Gilgandra House - 2021 BDAA National Design Award

New Dwelling - knockdown re-build

Builder: Memco building Constructions

Photographer: Rebecca Lu, Hilit Einav

Located in the high demand area of North Bondi, this modernist architecture-influenced design catches the eye with its dramatic cantilevered roof over a double storey entry void. The substantial brief for the Gilgandra House project was to create a high quality, sustainable, solid and comfortable new home.

The brief listed a two-storey home. The first floor has a master bedroom with an en-suite, study nook and a north facing private balcony. That floor level was to further include kids’ bedrooms, main bathroom, laundry with utility balcony, and a family room.
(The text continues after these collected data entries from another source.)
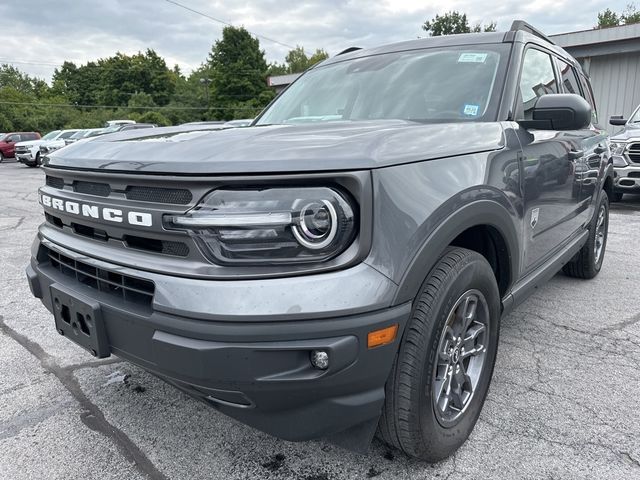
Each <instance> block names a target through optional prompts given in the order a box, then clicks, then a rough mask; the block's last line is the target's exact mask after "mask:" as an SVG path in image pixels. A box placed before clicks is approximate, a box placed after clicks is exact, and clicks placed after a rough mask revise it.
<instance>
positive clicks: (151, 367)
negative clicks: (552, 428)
mask: <svg viewBox="0 0 640 480" xmlns="http://www.w3.org/2000/svg"><path fill="white" fill-rule="evenodd" d="M588 86H589V80H588V79H587V77H586V76H585V75H584V73H583V72H582V70H581V68H580V66H579V64H578V63H577V62H576V61H575V60H573V59H572V58H571V57H570V56H569V55H568V54H567V53H566V52H565V51H564V50H562V49H560V48H558V47H557V46H555V45H553V43H551V42H550V41H549V40H548V39H547V38H546V37H545V36H544V35H542V34H541V33H539V32H537V31H536V30H535V29H533V28H532V27H530V26H529V25H526V24H524V23H523V22H515V23H514V25H513V26H512V28H511V30H510V31H508V32H494V33H484V34H472V35H455V36H449V37H431V38H426V39H419V40H414V41H410V42H404V43H400V44H394V45H388V46H384V47H379V48H376V49H372V50H349V51H348V52H347V53H345V54H342V55H338V56H337V57H334V58H332V59H328V60H326V61H324V62H322V63H320V64H318V65H316V66H314V67H312V68H311V69H309V70H307V71H306V72H305V73H304V74H303V75H302V76H300V77H299V78H298V80H296V81H295V82H294V83H293V84H292V85H291V86H290V87H289V88H288V89H287V90H285V91H284V92H283V93H281V94H280V96H278V97H277V98H276V100H275V101H274V102H273V103H271V104H270V106H269V107H268V108H267V109H266V110H265V111H264V112H263V113H262V114H261V115H260V116H259V117H258V118H257V119H256V120H255V121H254V123H253V124H252V125H253V126H249V127H247V128H238V129H234V128H223V129H220V128H214V129H212V130H203V129H202V128H201V127H197V126H195V127H194V128H193V129H190V128H189V127H176V128H163V129H158V131H157V132H151V133H150V132H144V131H140V132H128V133H115V134H113V135H108V136H104V137H102V138H97V139H95V140H93V141H91V142H78V143H76V144H74V145H70V146H69V147H67V148H64V149H61V150H60V151H58V152H55V153H54V154H53V155H51V156H49V157H48V160H47V162H46V164H45V166H44V167H45V173H46V175H47V178H46V184H45V186H43V187H42V188H41V189H40V192H39V193H40V202H41V204H42V206H43V209H44V211H45V218H46V221H45V222H44V223H43V224H42V225H41V226H40V229H39V232H38V236H37V238H36V239H35V241H34V245H33V247H32V252H33V257H32V260H31V264H30V266H29V267H28V269H27V277H28V279H29V282H30V285H31V290H32V292H33V294H34V295H35V296H36V297H39V298H40V299H41V300H42V302H43V304H44V305H45V306H46V307H47V308H48V309H49V310H50V311H51V312H52V313H53V315H54V321H55V326H56V329H57V330H58V331H59V332H60V333H62V334H63V335H64V336H66V337H67V338H68V339H70V340H72V341H75V342H76V343H78V344H79V345H81V346H83V347H84V348H86V349H87V350H89V351H90V352H91V353H92V354H93V355H95V356H96V357H100V358H102V357H107V356H109V355H111V354H112V353H114V354H116V355H118V356H121V357H124V358H125V359H127V360H129V361H131V362H133V363H136V364H138V365H141V366H142V367H144V368H147V369H149V370H151V371H153V372H154V374H156V375H158V376H159V377H161V378H164V379H165V380H166V381H168V382H169V383H171V384H173V385H175V386H177V387H178V388H180V389H182V390H183V391H185V392H187V393H189V394H190V395H193V396H195V397H197V398H199V399H201V400H203V401H204V402H206V403H208V404H211V405H212V406H214V407H215V408H216V409H218V410H219V411H221V412H223V413H225V414H227V415H230V416H232V417H234V418H236V419H239V420H241V421H243V422H245V423H247V424H249V425H252V426H254V427H256V428H258V429H260V430H262V431H265V432H267V433H270V434H272V435H275V436H278V437H280V438H284V439H287V440H295V441H301V440H308V439H313V438H318V437H326V438H328V439H329V440H331V441H333V442H335V443H338V444H340V445H344V446H347V447H348V448H352V449H363V448H366V446H367V445H368V444H369V442H370V441H371V439H372V437H373V435H374V434H375V432H376V431H378V434H379V436H380V437H381V438H382V439H383V440H384V441H385V442H387V443H388V444H389V445H391V446H394V447H397V448H399V449H401V450H402V451H404V452H406V453H407V454H408V455H410V456H413V457H417V458H421V459H425V460H429V461H438V460H440V459H442V458H445V457H446V456H448V455H451V454H452V452H454V451H455V450H456V449H457V448H458V447H460V445H462V444H463V443H464V441H465V440H466V439H467V437H468V435H469V434H470V432H471V431H472V430H473V428H474V426H475V423H476V421H477V419H478V417H479V415H480V411H481V409H482V406H483V404H484V401H485V397H486V394H487V391H488V388H489V384H490V381H491V377H492V373H493V368H494V363H495V358H496V354H497V347H498V336H499V329H500V320H501V316H502V315H505V314H507V313H509V312H510V311H511V310H512V309H513V307H514V306H515V305H517V304H519V303H520V302H522V301H523V300H524V299H526V298H527V297H528V296H529V295H530V294H531V293H532V292H533V291H535V290H536V288H537V287H538V286H539V285H541V284H543V283H544V282H546V281H547V280H548V279H549V278H551V277H552V276H553V275H555V274H556V273H557V272H558V270H560V269H562V270H563V271H564V272H565V274H566V275H568V276H573V277H579V278H593V277H594V276H596V275H597V274H598V272H599V271H600V269H601V267H602V264H603V261H604V253H605V250H606V241H607V231H608V212H609V210H608V205H609V204H608V194H609V193H611V192H612V188H613V167H612V164H611V161H610V151H609V146H608V139H607V135H606V133H605V132H604V131H602V130H600V129H598V128H596V127H595V126H594V120H595V118H596V116H595V113H596V111H595V105H593V104H592V103H590V96H589V95H588V91H589V89H588ZM569 87H571V88H569ZM576 92H577V93H576ZM592 113H593V114H594V115H592ZM150 140H153V141H150ZM530 159H535V160H536V161H532V162H529V160H530ZM575 164H588V165H589V167H590V168H596V165H597V171H598V176H597V178H596V179H595V181H594V182H593V183H589V184H585V183H581V182H578V181H577V179H576V173H575V172H576V168H575ZM527 168H529V171H528V172H527V171H526V169H527ZM581 171H582V170H581ZM523 176H529V177H530V178H533V179H534V180H533V181H527V178H523ZM536 177H539V179H540V180H535V178H536ZM69 185H74V186H77V187H79V188H74V189H70V188H66V186H69ZM105 239H108V240H109V241H105ZM504 408H506V409H509V408H510V407H509V405H508V404H506V405H505V406H504ZM506 414H513V412H505V415H506Z"/></svg>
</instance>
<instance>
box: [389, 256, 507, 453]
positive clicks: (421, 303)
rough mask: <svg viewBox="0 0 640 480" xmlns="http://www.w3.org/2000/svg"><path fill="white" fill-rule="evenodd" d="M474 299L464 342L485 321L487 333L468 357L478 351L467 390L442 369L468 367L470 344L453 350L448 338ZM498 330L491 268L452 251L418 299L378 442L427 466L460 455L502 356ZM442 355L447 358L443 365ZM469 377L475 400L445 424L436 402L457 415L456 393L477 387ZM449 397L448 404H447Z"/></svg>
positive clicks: (431, 277)
mask: <svg viewBox="0 0 640 480" xmlns="http://www.w3.org/2000/svg"><path fill="white" fill-rule="evenodd" d="M471 295H476V298H477V300H478V301H477V302H476V309H475V320H474V321H471V322H470V325H471V327H470V328H469V330H468V331H467V333H466V334H462V335H459V337H462V336H465V337H466V336H467V334H469V332H471V330H472V329H473V328H476V330H479V329H480V326H479V325H482V322H481V321H480V320H484V321H485V324H484V333H478V334H477V335H476V337H475V341H473V345H474V347H473V348H470V349H469V350H478V351H477V352H476V354H474V355H470V356H469V357H468V359H469V360H468V363H466V369H467V373H469V376H468V377H467V378H468V379H469V380H470V382H466V381H465V382H462V383H461V382H459V381H458V382H454V380H453V379H454V378H459V374H458V373H456V375H453V376H451V377H449V376H448V375H443V373H442V372H444V371H447V372H448V371H449V370H448V368H449V367H447V366H446V365H445V364H447V362H452V361H454V359H455V358H457V359H458V360H456V361H460V362H461V363H462V365H463V366H464V364H465V362H466V361H467V360H462V357H463V355H467V353H466V352H465V350H464V348H463V347H465V346H467V347H468V346H470V344H467V342H463V343H462V344H460V342H459V340H458V343H455V344H454V343H453V342H455V338H453V339H451V338H450V337H455V335H450V332H454V331H456V326H455V324H452V323H451V322H452V321H455V320H456V319H459V321H460V322H462V318H461V317H460V316H458V315H455V314H459V313H460V312H461V310H460V309H461V308H462V309H465V311H467V309H468V307H467V305H469V306H471V303H469V304H467V303H466V300H465V299H466V298H471V297H470V296H471ZM481 297H482V298H481ZM461 301H462V303H460V302H461ZM483 302H484V303H483ZM468 311H469V312H470V311H471V309H468ZM445 327H450V328H445ZM499 328H500V295H499V291H498V286H497V284H496V279H495V276H494V274H493V271H492V269H491V266H490V265H489V263H488V262H487V261H486V260H485V258H484V257H483V256H481V255H480V254H478V253H476V252H473V251H471V250H466V249H463V248H449V249H448V250H447V251H446V252H445V254H444V255H443V256H442V258H441V259H440V261H439V262H438V264H437V265H436V266H435V267H434V269H433V270H432V271H431V272H430V273H429V276H428V277H427V279H426V280H425V282H424V284H423V286H422V288H421V290H420V293H419V294H418V296H417V297H416V299H415V302H414V307H413V312H412V315H411V318H410V320H409V322H408V324H407V326H406V329H405V333H404V336H403V339H402V341H401V344H400V347H399V350H398V354H397V356H396V359H395V361H394V365H393V367H392V370H391V374H390V376H389V379H388V380H387V384H386V386H385V394H386V399H385V404H384V407H383V412H382V416H381V418H380V422H379V425H378V436H379V437H380V438H381V439H382V440H383V441H384V442H386V443H387V444H389V445H390V446H392V447H395V448H398V449H400V450H402V451H404V452H405V453H406V454H407V455H409V456H411V457H415V458H418V459H421V460H426V461H429V462H437V461H439V460H442V459H444V458H446V457H448V456H450V455H451V454H452V453H453V452H455V451H456V450H457V449H458V448H459V447H460V446H461V445H462V444H463V443H464V442H465V441H466V440H467V438H468V437H469V434H470V433H471V431H472V430H473V427H474V426H475V424H476V421H477V420H478V416H479V415H480V411H481V409H482V405H483V404H484V401H485V398H486V395H487V391H488V389H489V383H490V382H491V375H492V373H493V366H494V363H495V358H496V353H497V347H498V333H499ZM476 341H477V342H478V343H476ZM443 342H444V343H443ZM447 342H448V343H447ZM443 347H445V348H443ZM454 347H455V348H454ZM439 351H447V352H449V353H448V354H447V355H446V359H445V355H444V354H439V353H438V352H439ZM456 352H457V353H456ZM476 358H479V359H482V363H481V364H478V363H477V361H476V363H474V364H472V363H471V362H473V361H475V360H474V359H476ZM478 365H480V366H479V367H478ZM454 368H457V367H454ZM474 372H475V374H474ZM476 374H477V375H476ZM472 375H474V377H475V380H474V381H475V385H473V393H472V394H470V395H469V397H468V398H467V400H466V402H463V403H462V404H460V405H462V406H463V408H462V409H461V411H460V413H459V414H457V415H458V417H457V418H452V417H451V418H449V417H447V415H445V412H444V410H441V407H440V406H441V405H442V404H441V403H437V402H436V399H440V400H442V401H444V402H446V404H447V405H448V407H446V408H451V409H452V412H453V413H455V411H454V410H453V407H449V406H450V405H454V406H455V404H456V402H455V401H454V399H455V398H458V400H461V398H462V397H457V396H456V395H454V390H459V391H463V389H460V388H458V387H460V385H463V386H466V387H467V389H468V387H470V386H472V383H473V382H471V380H472ZM447 378H449V386H450V387H451V390H450V391H451V393H450V394H449V395H445V396H443V397H439V396H438V391H441V392H446V393H449V389H448V388H443V389H442V390H441V389H440V387H445V386H446V385H447V383H446V382H447ZM454 383H456V385H457V386H454ZM467 393H468V392H467ZM447 397H448V398H449V400H451V401H447V400H446V399H447ZM458 403H459V402H458ZM437 411H438V413H437ZM453 413H452V414H453Z"/></svg>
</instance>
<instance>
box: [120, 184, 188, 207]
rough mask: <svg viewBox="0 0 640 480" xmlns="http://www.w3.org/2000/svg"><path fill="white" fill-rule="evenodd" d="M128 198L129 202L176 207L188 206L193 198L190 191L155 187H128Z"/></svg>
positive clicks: (179, 189)
mask: <svg viewBox="0 0 640 480" xmlns="http://www.w3.org/2000/svg"><path fill="white" fill-rule="evenodd" d="M126 196H127V198H128V199H129V200H138V201H140V202H155V203H172V204H175V205H187V204H188V203H189V202H191V199H192V198H193V197H192V195H191V192H190V191H189V190H183V189H179V188H155V187H128V188H127V192H126Z"/></svg>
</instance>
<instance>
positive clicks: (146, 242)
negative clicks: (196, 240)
mask: <svg viewBox="0 0 640 480" xmlns="http://www.w3.org/2000/svg"><path fill="white" fill-rule="evenodd" d="M124 241H125V242H126V243H127V246H128V247H129V248H135V249H137V250H146V251H147V252H156V253H162V254H164V255H173V256H174V257H186V256H187V255H189V247H188V246H187V245H186V244H184V243H182V242H172V241H170V240H156V239H154V238H144V237H136V236H133V235H125V236H124Z"/></svg>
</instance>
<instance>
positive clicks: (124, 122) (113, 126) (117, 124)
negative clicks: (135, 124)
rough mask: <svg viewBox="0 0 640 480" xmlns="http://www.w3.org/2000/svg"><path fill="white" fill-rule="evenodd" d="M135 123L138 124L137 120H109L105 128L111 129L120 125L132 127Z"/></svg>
mask: <svg viewBox="0 0 640 480" xmlns="http://www.w3.org/2000/svg"><path fill="white" fill-rule="evenodd" d="M134 123H136V122H135V120H107V121H106V122H104V127H105V128H109V127H115V126H118V125H132V124H134Z"/></svg>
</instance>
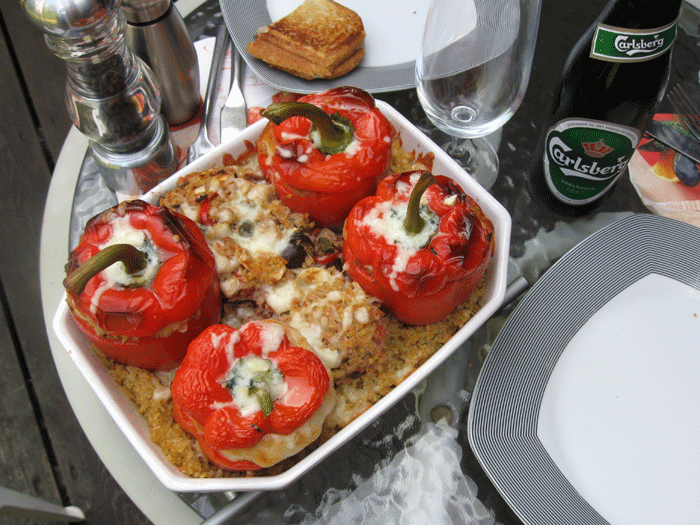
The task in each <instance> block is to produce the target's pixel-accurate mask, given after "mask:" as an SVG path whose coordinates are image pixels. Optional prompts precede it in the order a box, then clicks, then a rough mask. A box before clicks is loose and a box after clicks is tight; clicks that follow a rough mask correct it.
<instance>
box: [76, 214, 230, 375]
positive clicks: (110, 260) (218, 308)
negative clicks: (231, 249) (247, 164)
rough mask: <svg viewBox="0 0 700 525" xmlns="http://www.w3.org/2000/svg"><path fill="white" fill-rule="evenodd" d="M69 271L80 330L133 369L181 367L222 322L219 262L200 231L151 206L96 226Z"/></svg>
mask: <svg viewBox="0 0 700 525" xmlns="http://www.w3.org/2000/svg"><path fill="white" fill-rule="evenodd" d="M66 272H67V273H68V275H67V277H66V279H65V280H64V285H65V287H66V291H67V301H68V305H69V307H70V309H71V313H72V315H73V318H74V319H75V322H76V323H77V325H78V327H79V328H80V330H81V331H82V332H83V333H84V334H85V335H86V336H87V337H88V339H90V341H91V342H92V343H93V344H94V345H95V346H96V347H97V348H99V349H100V350H102V351H103V352H104V353H105V354H106V355H107V356H108V357H110V358H112V359H114V360H115V361H117V362H119V363H123V364H126V365H133V366H138V367H141V368H146V369H151V370H168V369H172V368H175V367H176V366H177V365H178V364H179V363H180V361H181V360H182V358H183V357H184V356H185V353H186V351H187V345H188V344H189V343H190V341H192V339H194V338H195V337H196V336H197V335H198V334H199V333H200V332H201V331H202V330H203V329H204V328H206V327H207V326H209V325H211V324H214V323H216V322H218V321H219V318H220V316H221V293H220V290H219V279H218V276H217V273H216V265H215V262H214V255H213V254H212V252H211V250H210V249H209V246H208V245H207V243H206V241H205V239H204V236H203V235H202V233H201V232H200V231H199V228H198V227H197V225H196V224H195V223H194V222H193V221H191V220H190V219H188V218H187V217H184V216H183V215H180V214H178V213H176V212H174V211H172V210H170V209H168V208H164V207H161V206H154V205H151V204H148V203H146V202H144V201H140V200H135V201H127V202H123V203H121V204H119V205H117V206H115V207H113V208H111V209H109V210H107V211H105V212H102V213H101V214H99V215H97V216H95V217H93V218H92V219H90V220H89V221H88V223H87V225H86V227H85V231H84V233H83V235H82V237H81V239H80V243H79V244H78V246H77V247H76V248H75V249H74V250H73V251H72V252H71V254H70V257H69V260H68V264H67V265H66Z"/></svg>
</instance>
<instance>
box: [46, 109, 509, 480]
mask: <svg viewBox="0 0 700 525" xmlns="http://www.w3.org/2000/svg"><path fill="white" fill-rule="evenodd" d="M376 104H377V107H378V108H379V109H380V110H381V111H382V113H384V115H386V116H387V118H388V119H389V120H390V122H392V124H393V125H394V127H395V128H396V129H397V131H398V132H400V133H401V138H402V140H403V142H404V145H405V147H406V148H407V149H409V150H410V149H416V150H418V151H421V152H425V153H428V152H432V153H434V154H435V162H434V165H435V166H440V169H439V170H438V169H436V170H435V171H436V173H438V174H444V175H447V176H448V177H450V178H452V179H453V180H455V181H456V182H458V183H459V185H460V186H461V187H462V188H463V189H464V190H465V192H467V194H468V195H469V196H470V197H472V198H473V199H474V200H475V201H476V202H477V203H478V204H479V205H480V206H481V208H482V210H483V211H484V213H485V214H486V216H487V217H489V219H491V221H492V222H493V223H494V228H495V230H496V241H495V242H496V245H495V247H494V255H493V257H492V259H491V261H490V263H489V267H488V270H487V272H488V273H487V276H488V277H487V279H488V288H487V292H486V296H485V301H484V304H483V306H482V307H481V309H480V310H479V311H478V312H477V313H476V314H475V315H474V316H473V317H472V318H471V319H470V320H469V321H468V322H467V323H465V325H464V326H463V327H462V328H460V329H459V330H458V332H457V333H456V334H455V335H454V336H453V337H452V338H451V339H450V340H449V341H448V342H447V343H446V344H445V345H443V346H442V347H441V348H440V349H439V350H438V351H437V352H436V353H435V354H434V355H433V356H431V357H430V358H429V359H428V360H427V361H426V362H425V363H424V364H423V365H421V366H420V367H419V368H418V369H416V371H415V372H413V373H412V374H411V375H410V376H408V377H407V378H406V379H405V380H404V381H403V382H401V383H400V384H399V385H397V386H396V387H395V388H394V389H393V390H392V391H391V392H389V394H387V395H386V396H384V397H383V398H382V399H380V400H379V401H378V402H377V403H375V404H374V405H372V406H371V407H370V408H369V409H368V410H367V411H365V412H364V413H363V414H361V415H360V416H359V417H357V418H356V419H355V420H354V421H352V422H351V423H350V424H348V425H347V426H346V427H345V428H343V429H342V430H341V431H339V432H338V433H337V434H335V435H334V436H333V437H331V438H330V439H329V440H328V441H326V442H325V443H323V444H322V445H321V446H319V447H318V448H317V449H316V450H314V451H313V452H311V453H310V454H309V455H308V456H306V457H305V458H303V459H302V460H301V461H299V462H298V463H296V464H295V465H294V466H292V467H290V468H289V469H288V470H286V471H284V472H282V473H280V474H277V475H274V476H260V477H241V478H237V477H233V478H192V477H189V476H185V475H184V474H181V473H180V472H179V471H178V470H177V469H176V468H175V467H174V466H173V465H172V464H170V463H169V462H168V461H167V459H165V456H164V455H163V453H162V452H161V450H160V448H159V447H158V446H157V445H155V444H154V443H152V442H151V441H150V438H149V436H150V432H149V431H148V427H147V424H146V422H145V420H144V419H143V417H142V416H140V415H139V414H138V413H137V411H136V408H135V406H134V405H133V403H131V402H130V401H129V400H128V399H126V396H125V395H124V394H123V392H122V391H121V388H120V387H119V386H118V385H117V384H116V383H115V382H114V381H113V380H112V379H111V378H110V377H109V374H108V373H107V370H106V369H105V367H104V366H103V365H102V363H101V361H99V359H98V358H97V356H95V354H94V353H93V352H92V350H91V348H90V345H89V344H88V343H87V339H86V338H85V337H84V336H83V335H82V333H80V331H79V330H78V328H77V327H76V326H75V323H73V321H72V318H71V316H70V312H69V310H68V307H67V304H66V302H65V293H64V294H63V296H62V299H61V302H60V304H59V305H58V308H57V310H56V314H55V316H54V319H53V329H54V332H55V333H56V335H57V336H58V338H59V340H60V341H61V343H62V345H63V346H64V348H65V349H66V350H67V351H68V352H69V354H70V355H71V357H72V359H73V361H74V362H75V363H76V365H77V366H78V368H79V369H80V371H81V373H82V374H83V375H84V376H85V378H86V379H87V380H88V382H89V383H90V386H91V387H92V388H93V390H94V391H95V393H96V394H97V396H98V398H99V399H100V401H101V402H102V403H103V405H105V407H106V409H107V411H108V412H109V414H110V416H111V417H112V418H113V419H114V420H115V422H116V423H117V425H118V426H119V428H120V429H121V431H122V432H123V433H124V434H125V436H126V437H127V439H128V440H129V442H130V443H131V445H132V446H133V447H134V448H135V449H136V451H137V452H138V453H139V455H140V456H141V458H142V459H143V460H144V461H145V462H146V464H147V465H148V466H149V468H150V469H151V470H152V471H153V473H154V474H155V476H156V477H157V478H158V479H159V481H160V482H161V483H162V484H163V485H164V486H165V487H167V488H168V489H170V490H173V491H175V492H181V493H187V492H221V491H229V490H231V491H252V490H278V489H282V488H284V487H286V486H287V485H289V484H290V483H292V482H293V481H295V480H296V479H298V478H299V477H300V476H301V475H303V474H304V473H305V472H307V471H308V470H309V469H311V468H312V467H314V466H315V465H317V464H318V463H320V462H321V461H322V460H323V459H324V458H325V457H327V456H328V455H330V454H331V453H332V452H333V451H335V450H336V449H338V448H339V447H340V446H342V445H343V444H344V443H346V442H347V441H349V440H350V439H352V438H353V437H354V436H355V435H356V434H358V433H359V432H360V431H361V430H363V429H364V428H366V427H367V426H369V425H370V424H371V422H372V421H373V420H374V419H376V418H377V417H379V416H380V415H381V414H383V413H384V412H385V411H386V410H388V409H389V408H390V407H392V406H393V405H394V404H396V403H397V402H398V401H399V400H400V399H401V398H402V397H403V396H404V395H406V394H407V393H408V392H409V391H410V390H411V389H412V388H414V387H415V386H416V385H417V384H418V383H419V382H420V381H421V380H423V379H424V378H425V377H427V376H428V375H429V374H430V373H431V372H432V371H433V370H435V368H437V367H438V366H439V365H440V364H441V363H442V362H443V361H444V360H446V359H447V357H449V356H450V355H451V354H452V353H453V352H454V351H455V350H457V348H458V347H459V346H460V345H461V344H463V343H464V342H465V341H466V340H467V339H468V337H469V336H470V335H471V334H473V333H474V332H475V331H476V330H477V328H479V327H480V326H481V325H482V324H483V323H485V322H486V320H488V319H489V318H490V317H491V316H492V315H493V314H494V313H495V312H496V310H497V309H498V308H499V307H500V305H501V303H502V301H503V297H504V294H505V288H506V279H507V266H508V256H509V247H510V230H511V217H510V214H509V213H508V212H507V211H506V209H505V208H504V207H503V206H502V205H501V204H500V203H499V202H498V201H496V199H495V198H494V197H492V196H491V195H490V194H489V193H488V192H487V191H486V190H484V189H483V188H482V187H481V186H479V184H478V183H477V182H476V181H475V180H474V179H473V178H471V176H469V175H468V174H467V173H466V172H464V170H462V168H460V167H459V165H458V164H457V163H456V162H455V161H454V160H453V159H451V158H450V157H449V156H448V155H447V154H446V153H445V152H444V151H443V150H442V149H441V148H440V147H439V146H437V145H436V144H435V143H433V142H432V141H431V140H430V139H428V138H427V137H426V136H425V135H423V134H422V133H421V132H420V131H419V130H418V129H417V128H415V126H413V125H412V124H411V123H410V122H409V121H408V120H407V119H406V118H405V117H403V116H402V115H401V114H400V113H399V112H398V111H397V110H395V109H394V108H392V107H391V106H390V105H389V104H387V103H385V102H383V101H381V100H377V101H376ZM265 124H266V121H259V122H257V123H255V124H253V125H251V126H249V127H248V128H246V129H245V130H244V131H243V132H242V133H241V134H240V135H239V136H238V137H237V138H236V139H234V140H232V141H231V142H229V143H226V144H222V145H220V146H217V147H216V148H215V149H213V150H212V151H210V152H209V153H207V154H206V155H204V156H202V157H201V158H199V159H197V160H196V161H194V162H192V163H191V164H189V165H188V166H186V167H185V168H183V169H181V170H180V171H178V172H177V173H175V174H174V175H172V176H171V177H170V178H169V179H167V180H166V181H164V182H163V183H161V184H159V185H158V186H156V187H155V188H153V189H152V190H151V191H150V192H148V193H147V194H146V195H145V196H143V197H142V198H143V199H144V200H147V201H149V202H156V201H157V200H158V197H159V196H160V195H162V194H163V193H165V192H167V191H169V190H170V189H171V188H173V187H174V186H175V184H176V182H177V179H178V178H179V177H181V176H183V175H186V174H187V173H190V172H193V171H202V170H204V169H208V168H210V167H213V166H220V165H222V162H221V159H222V156H223V154H224V153H231V154H232V155H234V157H235V156H236V155H238V154H240V153H241V152H243V151H244V150H245V144H244V141H245V140H250V141H254V140H255V139H256V138H257V137H258V135H259V133H260V131H262V128H263V127H264V126H265Z"/></svg>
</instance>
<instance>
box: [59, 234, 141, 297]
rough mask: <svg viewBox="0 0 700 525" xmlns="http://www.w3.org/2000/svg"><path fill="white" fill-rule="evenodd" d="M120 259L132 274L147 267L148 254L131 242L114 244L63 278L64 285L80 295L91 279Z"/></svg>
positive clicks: (82, 264)
mask: <svg viewBox="0 0 700 525" xmlns="http://www.w3.org/2000/svg"><path fill="white" fill-rule="evenodd" d="M120 261H121V262H122V263H124V267H125V268H126V272H127V273H128V274H129V275H131V274H133V273H136V272H138V271H140V270H143V269H144V268H145V267H146V254H145V253H143V252H142V251H140V250H138V249H137V248H136V247H135V246H132V245H131V244H112V245H111V246H107V247H106V248H105V249H103V250H100V251H99V252H98V253H96V254H95V255H93V256H92V257H90V258H89V259H88V260H87V261H85V262H84V263H83V264H81V265H80V266H79V267H78V268H76V269H75V270H73V271H72V272H71V273H70V274H68V275H67V276H66V278H65V279H64V280H63V286H64V287H65V289H66V290H68V291H69V292H72V293H75V294H78V295H80V294H81V293H83V290H84V289H85V285H87V283H88V281H89V280H90V279H92V278H93V277H94V276H95V275H97V274H98V273H100V272H101V271H102V270H104V269H105V268H108V267H110V266H111V265H113V264H114V263H116V262H120Z"/></svg>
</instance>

On the ground floor, the main living kitchen area was to open out to a spacious raised alfresco overlooking the garden and a swimming pool. A most important requirement was to allow a person standing in the kitchen to view the main entrance and the staircase. The ground floor level was to further include a double garage, guest room and a powder room with a shower.

The brief also included a low maintenance garden, suitable for a hard-working couple who wants to enjoy their weekends in a retreat-like home. Finally, the acoustics treatment of the interior was a key factor for the clients, as their previous experience built up the need to address the sound absorption and transfer within the residence. 

The design successfully achieved all these requirements and more. It created an open living lifestyle with well-defined spaces, each designated to its own function. Stepping down into the main ground level draws one into an implicit path that organically connects these different areas.  Continuing from the kitchen through corner stacking doors seamlessly transitions the indoors with the outdoors.

Moving outside under an opening louvered roof, a raised alfresco presents a perfect outdoor space all year round, while overlooking a swimming pool and a garden. On its two opposite sides the alfresco integrates a spa and a structural glass floor above the swimming pool; the water from both can therefore be easily viewed from the main open space.

To achieve a secure, sustainable and comfortable home, selected construction materials included Hebel blocks, concrete slabs and aluminum doors and windows. The doors were glazed with IntruderGuard™ glass, while windows with LowE glass. These windows were shielded with an external shutter system, both to increase security and to provide an additional thermal control over heat gains and losses.

The use of concrete slabs for the ground floor, first floor and the roof played an important part in shaping a solid and quiet home, thereby avoiding timber squeaks and rattles from the steel studs. By designing a perimeter parapet as the edge of a flat roof, all solar panels could be correctly angled and faced to the North without creating a visual disturbance to the neighbourhood and streetscape.